Autrement dit, la sanction disciplinaire ne remet pas en cause la condamnation pénale intervenue dans cette affaire. Elle concerne les conditions procédurales dans lesquelles les poursuites avaient été engagées et conduites.
Douze mois de suspension sans rémunération
Après examen du dossier et des différents éléments soumis aux débats, le Conseil de discipline a décidé de suspendre Bruno Obiang Mvé pour une durée de douze mois. La sanction est assortie d’une suspension totale de rémunération pendant la période concernée.
Cette décision s’inscrit dans le cadre de l’article 164 de la loi n°040/2023 portant Statut des magistrats, qui prévoit différentes sanctions disciplinaires applicables en cas de manquement aux obligations professionnelles et déontologiques. La décision intervient alors que les questions relatives à la discipline, à la responsabilité des magistrats et au respect des procédures occupent une place croissante dans le débat sur le fonctionnement de la justice gabonaise.

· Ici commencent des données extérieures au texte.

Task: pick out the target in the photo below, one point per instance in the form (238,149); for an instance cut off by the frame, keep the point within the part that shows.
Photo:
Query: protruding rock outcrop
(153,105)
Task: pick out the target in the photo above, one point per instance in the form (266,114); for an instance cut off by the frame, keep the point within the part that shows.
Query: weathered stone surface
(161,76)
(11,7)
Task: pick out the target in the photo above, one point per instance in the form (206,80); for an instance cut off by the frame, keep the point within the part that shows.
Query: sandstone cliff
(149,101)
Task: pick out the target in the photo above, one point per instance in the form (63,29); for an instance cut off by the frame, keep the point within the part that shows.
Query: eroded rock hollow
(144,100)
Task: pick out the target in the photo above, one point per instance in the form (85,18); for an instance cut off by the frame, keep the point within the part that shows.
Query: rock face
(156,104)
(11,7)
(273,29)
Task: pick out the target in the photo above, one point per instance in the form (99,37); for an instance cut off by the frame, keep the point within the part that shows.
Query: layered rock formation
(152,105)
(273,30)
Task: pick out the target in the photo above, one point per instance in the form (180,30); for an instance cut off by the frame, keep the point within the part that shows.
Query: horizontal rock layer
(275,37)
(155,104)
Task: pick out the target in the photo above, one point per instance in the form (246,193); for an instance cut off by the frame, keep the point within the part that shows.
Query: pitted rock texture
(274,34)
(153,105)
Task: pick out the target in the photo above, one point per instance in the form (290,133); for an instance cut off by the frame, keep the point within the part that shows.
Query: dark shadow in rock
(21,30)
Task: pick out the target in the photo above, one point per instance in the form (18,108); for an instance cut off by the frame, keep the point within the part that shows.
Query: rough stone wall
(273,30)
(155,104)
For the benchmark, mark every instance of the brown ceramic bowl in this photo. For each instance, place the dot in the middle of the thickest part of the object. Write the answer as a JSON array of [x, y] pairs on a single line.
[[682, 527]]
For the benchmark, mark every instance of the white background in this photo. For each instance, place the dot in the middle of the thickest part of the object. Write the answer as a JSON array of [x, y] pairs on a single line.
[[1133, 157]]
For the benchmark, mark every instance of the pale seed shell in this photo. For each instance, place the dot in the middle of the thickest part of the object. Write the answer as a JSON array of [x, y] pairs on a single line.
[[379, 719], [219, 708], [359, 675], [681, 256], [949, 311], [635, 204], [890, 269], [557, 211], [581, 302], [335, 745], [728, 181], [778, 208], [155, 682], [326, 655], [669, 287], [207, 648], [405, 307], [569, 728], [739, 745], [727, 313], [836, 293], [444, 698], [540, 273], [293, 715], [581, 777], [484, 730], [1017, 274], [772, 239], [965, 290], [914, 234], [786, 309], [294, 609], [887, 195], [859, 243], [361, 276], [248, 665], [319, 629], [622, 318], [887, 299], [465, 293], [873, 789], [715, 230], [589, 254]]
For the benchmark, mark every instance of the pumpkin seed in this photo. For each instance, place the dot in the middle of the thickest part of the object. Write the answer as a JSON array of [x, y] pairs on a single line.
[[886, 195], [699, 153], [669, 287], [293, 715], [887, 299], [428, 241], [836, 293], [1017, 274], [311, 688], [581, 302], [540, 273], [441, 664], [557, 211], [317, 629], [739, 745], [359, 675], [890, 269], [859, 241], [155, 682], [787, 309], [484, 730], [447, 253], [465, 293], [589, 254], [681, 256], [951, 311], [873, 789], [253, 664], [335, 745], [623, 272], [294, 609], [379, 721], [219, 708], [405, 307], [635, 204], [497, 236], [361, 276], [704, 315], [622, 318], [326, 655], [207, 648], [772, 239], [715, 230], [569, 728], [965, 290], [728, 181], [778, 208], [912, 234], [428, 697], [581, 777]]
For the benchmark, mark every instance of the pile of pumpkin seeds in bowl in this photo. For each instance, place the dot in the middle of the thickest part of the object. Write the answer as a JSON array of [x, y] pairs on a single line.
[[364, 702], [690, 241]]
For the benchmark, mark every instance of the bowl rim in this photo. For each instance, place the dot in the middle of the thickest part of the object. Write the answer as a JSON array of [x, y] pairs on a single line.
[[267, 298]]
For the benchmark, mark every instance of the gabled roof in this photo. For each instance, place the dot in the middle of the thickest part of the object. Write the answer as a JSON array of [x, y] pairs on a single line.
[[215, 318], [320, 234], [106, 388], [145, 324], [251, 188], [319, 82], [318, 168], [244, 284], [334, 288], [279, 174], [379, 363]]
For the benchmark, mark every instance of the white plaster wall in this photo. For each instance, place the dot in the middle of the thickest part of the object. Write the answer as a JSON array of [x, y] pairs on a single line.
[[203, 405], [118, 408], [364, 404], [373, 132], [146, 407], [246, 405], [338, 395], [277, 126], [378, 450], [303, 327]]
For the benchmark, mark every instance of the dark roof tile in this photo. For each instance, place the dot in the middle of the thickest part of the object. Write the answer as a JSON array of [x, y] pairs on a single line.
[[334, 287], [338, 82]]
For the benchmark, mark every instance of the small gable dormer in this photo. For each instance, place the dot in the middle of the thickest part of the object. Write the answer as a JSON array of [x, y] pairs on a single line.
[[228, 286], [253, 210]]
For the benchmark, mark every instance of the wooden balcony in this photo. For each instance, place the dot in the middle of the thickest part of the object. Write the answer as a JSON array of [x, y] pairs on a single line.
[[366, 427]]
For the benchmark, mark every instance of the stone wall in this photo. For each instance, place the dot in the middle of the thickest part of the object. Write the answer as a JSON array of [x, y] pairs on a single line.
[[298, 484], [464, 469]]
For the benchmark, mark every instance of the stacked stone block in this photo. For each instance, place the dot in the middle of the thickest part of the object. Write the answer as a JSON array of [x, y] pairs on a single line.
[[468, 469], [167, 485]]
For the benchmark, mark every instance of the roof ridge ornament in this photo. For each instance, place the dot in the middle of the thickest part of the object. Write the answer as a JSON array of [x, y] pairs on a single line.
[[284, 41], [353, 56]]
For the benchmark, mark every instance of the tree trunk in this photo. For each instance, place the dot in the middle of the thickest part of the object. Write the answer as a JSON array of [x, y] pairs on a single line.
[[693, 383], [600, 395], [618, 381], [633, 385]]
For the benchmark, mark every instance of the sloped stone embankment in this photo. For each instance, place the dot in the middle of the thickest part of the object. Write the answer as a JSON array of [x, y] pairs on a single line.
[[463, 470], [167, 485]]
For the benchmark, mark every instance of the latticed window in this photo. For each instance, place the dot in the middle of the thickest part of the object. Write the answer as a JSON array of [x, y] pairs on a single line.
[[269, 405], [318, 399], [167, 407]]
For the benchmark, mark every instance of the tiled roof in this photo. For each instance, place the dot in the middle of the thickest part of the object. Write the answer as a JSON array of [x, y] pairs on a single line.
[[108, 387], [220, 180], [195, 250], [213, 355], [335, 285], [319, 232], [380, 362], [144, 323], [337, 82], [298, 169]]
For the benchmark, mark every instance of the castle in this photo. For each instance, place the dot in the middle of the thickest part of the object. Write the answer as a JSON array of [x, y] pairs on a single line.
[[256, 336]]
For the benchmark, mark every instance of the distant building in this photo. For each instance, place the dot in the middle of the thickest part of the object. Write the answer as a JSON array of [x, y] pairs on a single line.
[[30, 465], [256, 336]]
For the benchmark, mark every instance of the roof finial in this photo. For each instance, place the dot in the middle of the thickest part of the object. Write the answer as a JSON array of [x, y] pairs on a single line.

Une décision susceptible de recours
La sanction prononcée n’est toutefois pas nécessairement définitive. Le Statut des magistrats prévoit des voies de recours, notamment devant le Conseil d’État, conformément aux dispositions des articles 162 et 163.
Selon des sources proches du dossier, Bruno Obiang Mvé envisagerait d’ailleurs de contester la décision devant la juridiction compétente. Il pourra ainsi faire valoir ses arguments dans le cadre des procédures de recours prévues par la législation en vigueur.
Cette affaire illustre, au-delà du cas individuel du magistrat sanctionné, l’importance accordée aux garanties procédurales dans les relations entre la justice et ses auxiliaires. Elle rappelle également que l’exercice de l’autorité judiciaire demeure encadré par des règles dont le non-respect peut engager la responsabilité disciplinaire des magistrats.